Eiseres heeft op 28 april 2023 beroep ingesteld tegen het niet-tijdig beslissen op de aanvraag tot verlening van een machtiging tot voorlopig verblijf (mvv) in het kader van nareis.
Verweerder heeft niet gereageerd op het verzoek van de rechtbank om de stukken die op de zaak betrekking hebben in te brengen en een verweerschrift in te dienen.
De rechtbank doet op grond van artikel 8:54, eerste lid, van de Algemene wet bestuursrecht
(Awb) uitspraak zonder zitting.

Overwegingen

1. Eiseres heeft verzocht om vrijstelling van het griffierecht voor de behandeling van
haar beroep wegens betalingsonmacht. De rechtbank heeft het verzoek om vrijstelling
voorlopig toegewezen. Met het door eiseres overgelegde formulier heeft zij voldoende
aannemelijk gemaakt dat zij voldoet aan de voorwaarden voor vrijstelling. Het verzoek om vrijstelling van het griffierecht wordt definitief toegewezen.
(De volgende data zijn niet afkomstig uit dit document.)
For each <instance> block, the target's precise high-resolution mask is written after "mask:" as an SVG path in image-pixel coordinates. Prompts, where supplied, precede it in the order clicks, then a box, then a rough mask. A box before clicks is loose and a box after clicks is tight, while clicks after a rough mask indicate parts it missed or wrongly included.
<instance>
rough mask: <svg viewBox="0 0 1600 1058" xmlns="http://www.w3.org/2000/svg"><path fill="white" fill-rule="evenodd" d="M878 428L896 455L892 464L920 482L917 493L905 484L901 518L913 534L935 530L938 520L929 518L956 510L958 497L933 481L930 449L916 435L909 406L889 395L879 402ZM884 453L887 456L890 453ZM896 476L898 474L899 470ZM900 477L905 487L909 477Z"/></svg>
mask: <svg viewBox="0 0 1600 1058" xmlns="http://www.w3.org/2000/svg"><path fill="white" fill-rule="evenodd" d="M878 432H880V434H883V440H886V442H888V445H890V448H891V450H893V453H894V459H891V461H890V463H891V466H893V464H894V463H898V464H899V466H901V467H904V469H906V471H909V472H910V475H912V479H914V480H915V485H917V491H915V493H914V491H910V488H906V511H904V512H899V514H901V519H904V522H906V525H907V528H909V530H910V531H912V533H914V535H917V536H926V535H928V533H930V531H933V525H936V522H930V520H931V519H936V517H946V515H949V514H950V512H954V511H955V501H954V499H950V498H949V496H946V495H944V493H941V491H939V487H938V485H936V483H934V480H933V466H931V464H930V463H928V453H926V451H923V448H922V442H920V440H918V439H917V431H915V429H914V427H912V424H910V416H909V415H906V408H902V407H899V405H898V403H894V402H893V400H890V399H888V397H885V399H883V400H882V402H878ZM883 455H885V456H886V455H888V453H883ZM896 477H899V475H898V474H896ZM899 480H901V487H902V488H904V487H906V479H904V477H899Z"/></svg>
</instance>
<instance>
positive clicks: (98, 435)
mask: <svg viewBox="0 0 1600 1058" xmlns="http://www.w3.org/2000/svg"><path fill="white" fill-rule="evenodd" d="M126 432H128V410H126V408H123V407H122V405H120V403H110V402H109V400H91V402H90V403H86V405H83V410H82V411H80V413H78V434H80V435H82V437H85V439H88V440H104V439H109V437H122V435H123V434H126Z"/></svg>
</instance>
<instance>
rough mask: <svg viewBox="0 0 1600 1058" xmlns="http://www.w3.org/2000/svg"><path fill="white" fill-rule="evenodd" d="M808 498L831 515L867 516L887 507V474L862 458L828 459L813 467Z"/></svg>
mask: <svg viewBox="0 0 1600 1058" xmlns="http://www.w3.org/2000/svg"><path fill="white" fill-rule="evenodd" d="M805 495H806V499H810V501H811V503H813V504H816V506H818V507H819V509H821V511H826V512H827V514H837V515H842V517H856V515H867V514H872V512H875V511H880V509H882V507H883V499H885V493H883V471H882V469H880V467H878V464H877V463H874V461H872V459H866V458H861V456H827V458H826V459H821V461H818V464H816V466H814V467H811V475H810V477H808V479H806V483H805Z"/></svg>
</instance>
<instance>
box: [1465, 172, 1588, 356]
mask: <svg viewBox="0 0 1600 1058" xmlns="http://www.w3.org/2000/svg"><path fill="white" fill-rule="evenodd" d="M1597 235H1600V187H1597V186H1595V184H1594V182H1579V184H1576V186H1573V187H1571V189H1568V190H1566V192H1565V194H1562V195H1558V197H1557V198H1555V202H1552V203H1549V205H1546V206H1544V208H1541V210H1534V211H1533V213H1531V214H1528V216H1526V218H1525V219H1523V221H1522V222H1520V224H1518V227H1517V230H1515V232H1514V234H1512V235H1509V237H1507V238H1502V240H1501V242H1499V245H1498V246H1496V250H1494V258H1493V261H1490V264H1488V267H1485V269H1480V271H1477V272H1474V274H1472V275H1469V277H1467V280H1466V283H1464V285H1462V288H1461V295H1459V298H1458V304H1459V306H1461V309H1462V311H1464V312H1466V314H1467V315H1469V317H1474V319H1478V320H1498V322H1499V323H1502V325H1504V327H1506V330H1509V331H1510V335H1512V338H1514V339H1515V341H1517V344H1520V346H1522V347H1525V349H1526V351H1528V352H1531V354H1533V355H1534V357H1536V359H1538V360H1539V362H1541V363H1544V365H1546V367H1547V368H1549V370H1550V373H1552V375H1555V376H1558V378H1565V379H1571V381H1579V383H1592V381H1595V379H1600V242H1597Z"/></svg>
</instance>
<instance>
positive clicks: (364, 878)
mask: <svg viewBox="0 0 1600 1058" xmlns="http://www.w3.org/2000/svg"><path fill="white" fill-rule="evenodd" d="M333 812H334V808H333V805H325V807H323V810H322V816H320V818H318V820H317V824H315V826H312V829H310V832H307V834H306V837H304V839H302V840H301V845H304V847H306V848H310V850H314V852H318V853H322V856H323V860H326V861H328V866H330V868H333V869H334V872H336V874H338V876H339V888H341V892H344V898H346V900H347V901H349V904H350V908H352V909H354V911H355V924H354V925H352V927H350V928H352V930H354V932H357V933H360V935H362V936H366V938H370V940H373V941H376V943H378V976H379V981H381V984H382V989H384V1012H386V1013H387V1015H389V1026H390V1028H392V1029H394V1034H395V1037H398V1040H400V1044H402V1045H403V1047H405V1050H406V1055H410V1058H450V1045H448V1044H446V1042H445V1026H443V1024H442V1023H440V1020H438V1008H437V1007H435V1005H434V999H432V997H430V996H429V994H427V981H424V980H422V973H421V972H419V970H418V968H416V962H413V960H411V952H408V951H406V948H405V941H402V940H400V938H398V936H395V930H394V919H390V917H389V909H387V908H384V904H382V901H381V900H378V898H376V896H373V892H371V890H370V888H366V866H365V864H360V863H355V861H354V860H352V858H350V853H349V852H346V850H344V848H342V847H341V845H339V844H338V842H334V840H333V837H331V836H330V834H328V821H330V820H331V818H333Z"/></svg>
2. Op grond van artikel 6:2, aanhef en onder b, van de Awb wordt voor de toepassing
van wettelijke voorschriften over bezwaar en beroep het niet tijdig nemen van een besluit
met een besluit gelijkgesteld. In artikel 6:12, tweede lid, van de Awb is bepaald dat het
beroepschrift kan worden ingediend zodra het bestuursorgaan in gebreke is om op tijd een
besluit te nemen en twee weken zijn verstreken nadat een schriftelijke ingebrekestelling
door het bestuursorgaan is ontvangen.
3. Op 2 mei 2023 heeft de rechtbank verweerder verzocht om uiterlijk op 16 mei 2023 alle stukken in te dienen die op de zaak betrekking hebben. Verweerder heeft hier niet op gereageerd, waardoor de enige relevante stukken waar de rechtbank over beschikt de stukken zijn die eiseres zelf heeft ingebracht. Bij het bovengenoemde verzoek heeft de rechtbank vermeldt dat de rechtbank bij het ongebruikt laten verstrijken van deze termijn op basis van de beschikbare stukken op het beroep beslist.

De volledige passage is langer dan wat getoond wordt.